IL PETROLIERE
(There Will Be Blood)

Regia: Paul Thomas Anderson

Interpreti:  Daniel Day-Lewis, Barry Del Sherman, Russell Harvard, Paul F. Tompkins, Kevin Breznahan, Jim Meskimen, Paul Dano, Kevin O'Connor, Ciarán Hinds, Dillon Freasier

Produzione: USA 2007

Genere: Drammatico

Durata: 158'

Uscita: 15/02/2008

Distribuzione: Walt Disney Pictures Italia

Daniel Plainview è un cercatore d'argento che, alla fine dell'800 trova il petrolio nell'Ovest degli Stati Uniti. La sua ricchezza diventa considerevole grazie anche allo sfruttamento della presenza dell'unico figlio che lo aiuta a convincere i contadini a cedergli i terreni. Troverà però sulla sua strada un giovane predicatore che prima lo aiuterà e poi, temendo un troppo veloce arrivo della modernità, manipolerà contro di lui la comunità. Le sorti personali, anche se non quelle economiche, di Plainview subiranno un duro colpo quando il figlio, a causa di un incidente presso un pozzo petrolifero, diviene sordo. L'uomo, sempre più accecato da una misantropia assoluta, lo allontanerà da sé precipitando sempre piu' nell'avidità del possesso.
Un uomo senza scrupoli Daniel Plainview. Lo si capisce subito quando in fondo alla galleria ha un incidente che gli procura la rottura della gamba. Ma con una incredibile forza, l'uomo reagisce e risce a trascinarsi nel deserto pur di riuscire a vendere l'argento che ha faticosamente scavato. Dall'argento passa poi al petrolio, quel fantomatico oro nero che all'inizio del ventesimo secolo ha cominciato a regolare l'economia del mondo intero.
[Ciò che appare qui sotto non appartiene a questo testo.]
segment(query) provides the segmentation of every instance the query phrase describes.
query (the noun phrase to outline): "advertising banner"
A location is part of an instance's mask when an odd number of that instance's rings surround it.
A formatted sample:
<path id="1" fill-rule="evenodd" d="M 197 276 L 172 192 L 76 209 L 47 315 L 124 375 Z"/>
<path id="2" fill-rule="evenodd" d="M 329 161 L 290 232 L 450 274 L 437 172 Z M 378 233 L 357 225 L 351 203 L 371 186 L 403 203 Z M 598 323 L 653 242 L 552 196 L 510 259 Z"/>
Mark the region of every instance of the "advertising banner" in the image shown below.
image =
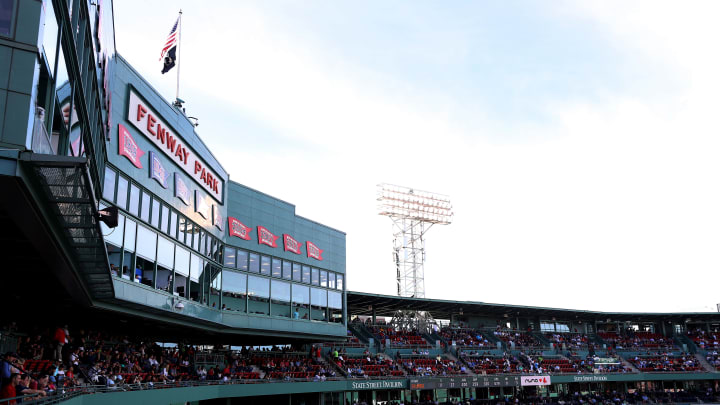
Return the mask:
<path id="1" fill-rule="evenodd" d="M 532 387 L 539 385 L 550 385 L 549 375 L 530 375 L 520 377 L 520 385 L 523 387 Z"/>

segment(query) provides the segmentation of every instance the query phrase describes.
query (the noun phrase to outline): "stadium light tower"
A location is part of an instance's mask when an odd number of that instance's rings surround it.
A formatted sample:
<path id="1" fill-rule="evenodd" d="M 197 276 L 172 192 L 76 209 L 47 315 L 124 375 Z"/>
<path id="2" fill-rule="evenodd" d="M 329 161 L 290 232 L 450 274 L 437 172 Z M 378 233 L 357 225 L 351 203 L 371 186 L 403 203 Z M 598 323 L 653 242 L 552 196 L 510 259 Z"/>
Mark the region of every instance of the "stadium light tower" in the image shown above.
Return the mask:
<path id="1" fill-rule="evenodd" d="M 378 184 L 378 213 L 393 222 L 393 262 L 400 297 L 425 298 L 425 234 L 433 225 L 448 225 L 453 212 L 450 197 L 392 184 Z M 396 314 L 401 329 L 427 328 L 429 314 Z"/>

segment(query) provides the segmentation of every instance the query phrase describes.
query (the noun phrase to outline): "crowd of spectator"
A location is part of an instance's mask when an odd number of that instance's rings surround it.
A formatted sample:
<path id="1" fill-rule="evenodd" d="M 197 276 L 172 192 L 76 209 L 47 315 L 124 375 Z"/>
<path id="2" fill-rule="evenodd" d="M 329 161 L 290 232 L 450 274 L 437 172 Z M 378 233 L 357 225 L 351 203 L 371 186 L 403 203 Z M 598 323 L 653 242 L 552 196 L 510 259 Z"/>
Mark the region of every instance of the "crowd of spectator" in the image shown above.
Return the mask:
<path id="1" fill-rule="evenodd" d="M 705 332 L 698 328 L 688 331 L 687 335 L 700 349 L 720 349 L 720 333 L 718 332 Z"/>
<path id="2" fill-rule="evenodd" d="M 464 364 L 455 360 L 444 358 L 441 355 L 437 355 L 435 357 L 414 355 L 400 358 L 399 361 L 410 375 L 448 376 L 467 374 L 467 369 Z"/>
<path id="3" fill-rule="evenodd" d="M 455 342 L 456 346 L 493 347 L 480 331 L 470 328 L 457 328 L 446 326 L 440 330 L 440 336 L 448 345 Z"/>
<path id="4" fill-rule="evenodd" d="M 651 355 L 651 356 L 635 356 L 628 359 L 638 370 L 643 372 L 664 371 L 700 371 L 698 359 L 689 353 L 682 353 L 679 356 L 672 354 Z"/>
<path id="5" fill-rule="evenodd" d="M 405 375 L 402 367 L 391 358 L 381 354 L 372 354 L 365 350 L 361 355 L 349 356 L 334 350 L 333 361 L 350 378 L 401 377 Z"/>
<path id="6" fill-rule="evenodd" d="M 475 374 L 512 374 L 525 371 L 520 359 L 509 353 L 502 356 L 491 355 L 489 352 L 458 351 L 460 359 L 470 367 Z"/>
<path id="7" fill-rule="evenodd" d="M 626 330 L 622 335 L 617 332 L 598 332 L 598 336 L 618 350 L 674 348 L 672 338 L 653 332 Z"/>
<path id="8" fill-rule="evenodd" d="M 567 350 L 587 349 L 590 343 L 588 336 L 583 333 L 546 333 L 545 337 L 558 348 Z"/>
<path id="9" fill-rule="evenodd" d="M 414 330 L 396 330 L 386 325 L 370 325 L 367 329 L 379 342 L 386 344 L 389 340 L 393 347 L 430 347 L 427 340 Z"/>
<path id="10" fill-rule="evenodd" d="M 528 332 L 520 332 L 514 330 L 505 330 L 497 328 L 494 332 L 495 337 L 505 342 L 508 347 L 525 347 L 525 348 L 539 348 L 543 347 L 543 344 L 539 342 L 535 336 Z"/>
E pian piano vede crescere il suo impero, unica sua ragione di vita. Non gliene frega niente in fondo del figlioletto, anche quand'esso perde l'udito per un incidente. Non gliene frega niente dell'uomo che gli dice d'esser suo fratello o degli operai che rischiano la vita nei suoi pozzi. La sua vita sono i pozzi e quell'oro nero che copioso zampilla fuori annerendo non solo gli operai, ma la sua già sporca anima. Un avido mostro che trova la sua controparte in un predicatore di una comunità di bifolchi bigotti, la cui anima sembra lercia quanto quella del petroliere. Anderson si ispira al romanzo di Upton Sinclair che raccontava l'ascesa di un grande magnate del petrolio, per rappresentare quella sfrenata corsa al profitto, al guadagno, all'egoistica conquista del potere in un mondo prettamente maschile dove le donne non hanno alcun ruolo se non quello di servitrici devote di uomini discutibili, seppur ferventi cristiani. Straordinario e mefistofelico il Daniel Day Lewis che da il volto ad un personaggio che sembra uscito da un film horror, come anche il finale sembra suggerire. Un uomo che sembra potersi permettere di tutto: di abbandonare il figlio, di speculare e di fregarsene altamente se per conquistare quell'oro nero, si debba far scorrere anche il sangue come suggerisce il titolo originale.